# When does the average Chihuahua stop growing?



## Trinity

I know this is probably an odd question.
But im new to chihuahua's and small dogs also for that matter!

Ive had my little girl for a month now, shes almost 4 months, and only put on 0.05kg.
I contacted the breeder to enquire how big/small does she feel she will actually be.
And she said is she hasnt grown much at all, then she probably wont get too much bigger. She was the smallest girl, but there was a boy who was smaller when they were born but he has grown alot ( she said )

So it leaves me curious.
As i have no other people to size up my chihuahua with, but everyone is amazed at how small she is.
But then maybe none of those people have been in contact with too many Chihuahua's either. ( half of them dont even know she IS a chihuahua coz they think all chihuahuas are tan with smooth coats :coolwink: )

So

My question is to you Chi enthusiasts 

What is your opinion?
At what age roughly is a chi fully grown?

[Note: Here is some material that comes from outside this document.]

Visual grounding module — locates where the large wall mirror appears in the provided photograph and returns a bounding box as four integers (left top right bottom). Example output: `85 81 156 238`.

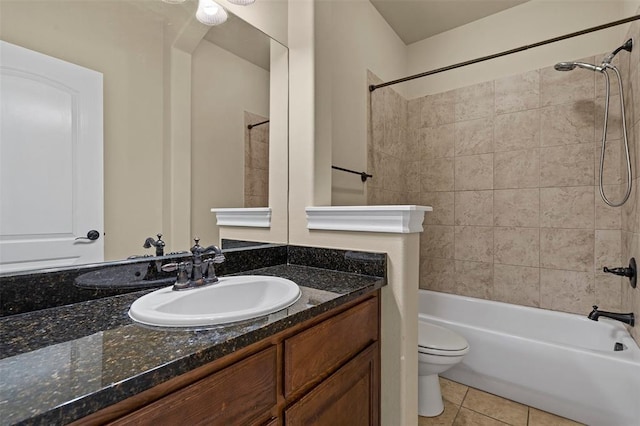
0 0 288 272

_I read somewhere that a chihuahua stops growing around 6 months old. So im just here to check with people that know what theyre talking about, ( my large dogs wasnt even half done a 6months old! )_


----------



## rubia

What a good question. I am too looking forward to the answers this brings. I do believe that with smaller breeds, the pup reaches full size sooner than later, as in before a year old. I am guessing -going by the weight charts and such, about 6-8 months. With large breed dog they tend to keep growing( although more slowly) until about 18 month-2 years. I am sure there are some stories about big and small chi-s here.


----------



## Trinity

lol im actually so glad u think its a good question, as i felt like a right berk asking it.

But they always say
_If you dont ask then you wont know_


I will also share with you i looked up on the internet the same kind of questions as these.
And one girl replied

" oh i didnt realise they grew after birth! "

Which made me feel a little more intelligent than i felt when i 1st started trying to find out


----------



## Trinity

Dolly weighs 1.30kg
So i feel like she MUST grow or is that the right weight for a 4 monh old girl!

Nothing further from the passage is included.